FREMANTLE council has signed off on a new license giving the South Fremantle Football Club 40 years at Fremantle Oval, as well as an annual support package worth $350,000.
The package includes $50,000 in cash and about $100,000 from parking revenue, while $80,000 in rent, rates and event hire fees will be waived. The council will also take over the $100,000 job of maintaining the oval.
Fremantle mayor Hannah Fitzhardinge said the deal removed one of the hurdles to a planned redevelopment of the oval, after which the club would be expected to be more financially independent.
“The license agreement is the final piece in the process of the city taking over the management of the oval and ensuring it comes into renewed community use while also maintaining our premier WAFL club,” Ms Fitzhardinge said.
“We’ve been progressing plans for a major redevelopment of Fremantle Oval to provide better facilities for players, spectators and the local community.”
“The masterplan includes new clubrooms, grandstands, grass banks and an events space, lighting upgrades and realigning the oval closer to Victoria Pavilion.
The clubrooms would be upgraded to cater for women, and provide space for community organisations like SEDA College and the Stephen Michael Foundation.
For the Bulldogs, the license allows them to put to bed years of uncertainty about their tenure, highlighted by essentially playing second-fiddle at the ground to the Fremantle Dockers.
“It certainly does; probably it is a conclusion to a long piece of work around some arrangements here at Fremantle Oval,” Mr Britt told the Herald.
“With the Dockers moving down to Cockburn some years ago, there was still some areas and arrangements for us to confirm and consolidate. This license agreement really does that in a meaningful way.
“And one of the really important things is the redevelopment project; it’s not just about South Fremantle, it’s not just about football, it’s to create a bonafide, improved community asset for everyone in Fremantle and surrounds.
“It’s clearly a wonderful outcome for South Fremantle in terms of improving fan amenity, change rooms, facilities for our players; you know, we have a much love but tired facility and it needs renovation.”

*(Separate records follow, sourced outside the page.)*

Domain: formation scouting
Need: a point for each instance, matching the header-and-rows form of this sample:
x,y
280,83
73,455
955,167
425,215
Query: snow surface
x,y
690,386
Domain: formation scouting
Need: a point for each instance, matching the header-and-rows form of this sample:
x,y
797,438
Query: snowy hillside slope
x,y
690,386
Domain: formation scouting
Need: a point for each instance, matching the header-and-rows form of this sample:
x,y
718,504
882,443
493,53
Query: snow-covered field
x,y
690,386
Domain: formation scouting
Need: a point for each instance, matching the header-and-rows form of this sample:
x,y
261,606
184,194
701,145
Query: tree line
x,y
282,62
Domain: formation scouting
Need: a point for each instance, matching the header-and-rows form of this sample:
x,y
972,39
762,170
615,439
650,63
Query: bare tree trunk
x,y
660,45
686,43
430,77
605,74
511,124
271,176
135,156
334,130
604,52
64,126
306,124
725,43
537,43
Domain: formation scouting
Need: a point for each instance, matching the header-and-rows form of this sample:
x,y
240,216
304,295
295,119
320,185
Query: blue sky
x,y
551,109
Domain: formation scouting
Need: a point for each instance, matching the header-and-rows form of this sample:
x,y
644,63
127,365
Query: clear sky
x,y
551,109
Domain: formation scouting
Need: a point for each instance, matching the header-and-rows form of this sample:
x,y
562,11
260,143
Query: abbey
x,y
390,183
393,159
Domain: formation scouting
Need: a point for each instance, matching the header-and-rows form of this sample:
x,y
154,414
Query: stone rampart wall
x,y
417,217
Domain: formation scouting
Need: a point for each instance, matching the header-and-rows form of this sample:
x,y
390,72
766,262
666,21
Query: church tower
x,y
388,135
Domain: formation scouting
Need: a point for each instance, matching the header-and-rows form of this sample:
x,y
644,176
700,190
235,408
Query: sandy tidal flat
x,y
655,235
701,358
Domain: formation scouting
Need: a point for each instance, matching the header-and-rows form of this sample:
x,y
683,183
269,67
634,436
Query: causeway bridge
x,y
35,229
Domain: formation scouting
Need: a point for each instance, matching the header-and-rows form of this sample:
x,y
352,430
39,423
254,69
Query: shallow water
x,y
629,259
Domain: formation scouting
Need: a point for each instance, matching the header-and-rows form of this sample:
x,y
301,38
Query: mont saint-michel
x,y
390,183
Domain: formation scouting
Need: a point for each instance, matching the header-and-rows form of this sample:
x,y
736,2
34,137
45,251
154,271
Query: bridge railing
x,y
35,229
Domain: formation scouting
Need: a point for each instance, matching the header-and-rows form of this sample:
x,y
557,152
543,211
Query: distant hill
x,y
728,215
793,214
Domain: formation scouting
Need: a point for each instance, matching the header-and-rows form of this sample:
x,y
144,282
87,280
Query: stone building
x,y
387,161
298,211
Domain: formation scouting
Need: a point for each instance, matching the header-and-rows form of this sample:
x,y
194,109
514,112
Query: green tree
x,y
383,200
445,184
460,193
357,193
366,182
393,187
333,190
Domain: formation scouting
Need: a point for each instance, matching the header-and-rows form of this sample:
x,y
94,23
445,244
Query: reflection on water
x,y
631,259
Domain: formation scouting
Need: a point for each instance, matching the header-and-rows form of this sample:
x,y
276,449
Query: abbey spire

Mr Britt said the facilities needed to cater for the growing number of women entering the sport.
“We need to improve standards so the redevelopment will allow that, but we’re talking about having potential recreation, gym facilities, potentially childcare, moonlight cinema, concert potential.”
SFFC president Peter Christie said it was an important moment for the club.
“We are a proud citizen of Fremantle, having existed at this ground for 122 years, and thus securing our next 40 years at least is a tremendous outcome for all parties.”
But the deal didn’t sail through the council with full support; councillors Marija Vujcic and Su Groome concerned the package for the club was overly generous compared to what other community sporting clubs received from the council.
“I find it quite unfair,” Cr Groome said.
“We have so many clubs who we’re unable to support that are struggling, yet we’re supporting our biggest club with a better deal that all but one other local governments in the whole Perth metropolitan area with an almost infinite agreement.
“While our aspiration is that they move towards being more independent and self-sufficient, that’s not the basis of the agreement.
“Every other club will be quite within their rights now to turn up and say ‘we’re not paying rates and we’re not paying license fees and we’re not paying this and we’re not paying that.
“That is the precedent – as much as I love the club, I can’t reconcile this level of support.”